Los nombramos «pobres», «laburantes», «gitanos», «ladrones», «honestos», «vagos», «adictos», «cargosos», «mentirosos», «extranjeros», «emprendedores» o «voluntariosos», «mendigos», «embusteros», entre tantos y variados adjetivos posibles…
Sobran los calificativos para señalar a ese otro que interrumpe, que increpa y persigue en la calle, en una mesa de restaurant, en la puerta de la Iglesia, en el balneario cheto o popular. Te dejan la estampita en la mano, te leen las manos, te decretan la suerte o la desgracia de acuerdo al billete que soltás.
La verdad es que ésto sucede en casi todos los paises latinoamercanos.

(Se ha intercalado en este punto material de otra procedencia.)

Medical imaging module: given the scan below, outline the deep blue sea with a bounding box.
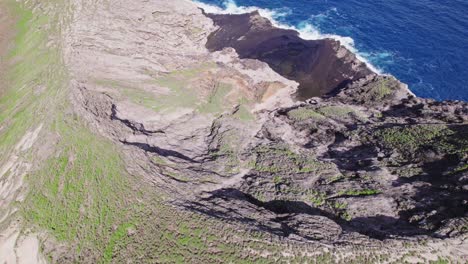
[195,0,468,101]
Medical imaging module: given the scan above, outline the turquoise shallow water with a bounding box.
[197,0,468,101]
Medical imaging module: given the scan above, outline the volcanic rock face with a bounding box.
[205,11,373,99]
[187,74,468,243]
[198,10,468,245]
[1,0,467,262]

Pero que nadie se engañe, en Europa se dá cada vez más. Allá los ambulantes son los inmigrantes, los negros bajados de la balsa, los sobrevivientes del mar. ¡Ojo! También desprecian a los comerciantes extranjeros indios con sus negocios de marcas truchas o a los coreanos, dueños de casi toda la peatonal. Y como si ésto fuera poco, en los paises más desarrollados, además, miran con desdén a los turistas mochileros o viajeros de poco nivel económico, andariegos turistas sin ropa de calidad.
¿Y a nosotros, los sudacas? Nos escanean con desconfianza, por si nos queremos instalar en su lugar.
El mundo no tiene ambulantes. El mundo -en esencia- se está volviendo un planeta ambulante, es lo que se está gestando en la profundidad de la raiz económica y social.
El mundo está incómodo con los ambulantes. Son antiestéticos, maleducados, irrespetuosos, quilomberos, contestatarios, adictos a todas las drogas, desesperados sin garantías ni cuentas bancarias, con zapatos feos, vulgares, repletos de hijos, propios o ajenos que los usan para trabajar…
No hay gobierno ni ordenanza ni orden policial que pueda tapar esta realidad. Lo que no se puede ignorar es que nadie quiere al vendedor ambulante, a ese que vende en la calle, sobre la vereda, al que pide, al que no tiene, porque es el espejo de la precariedad.
El ambulante no es un otro. Podría ser cualquiera de nosotros, tirado en la calle, mendigándole a la vida un futuro con oportunidad.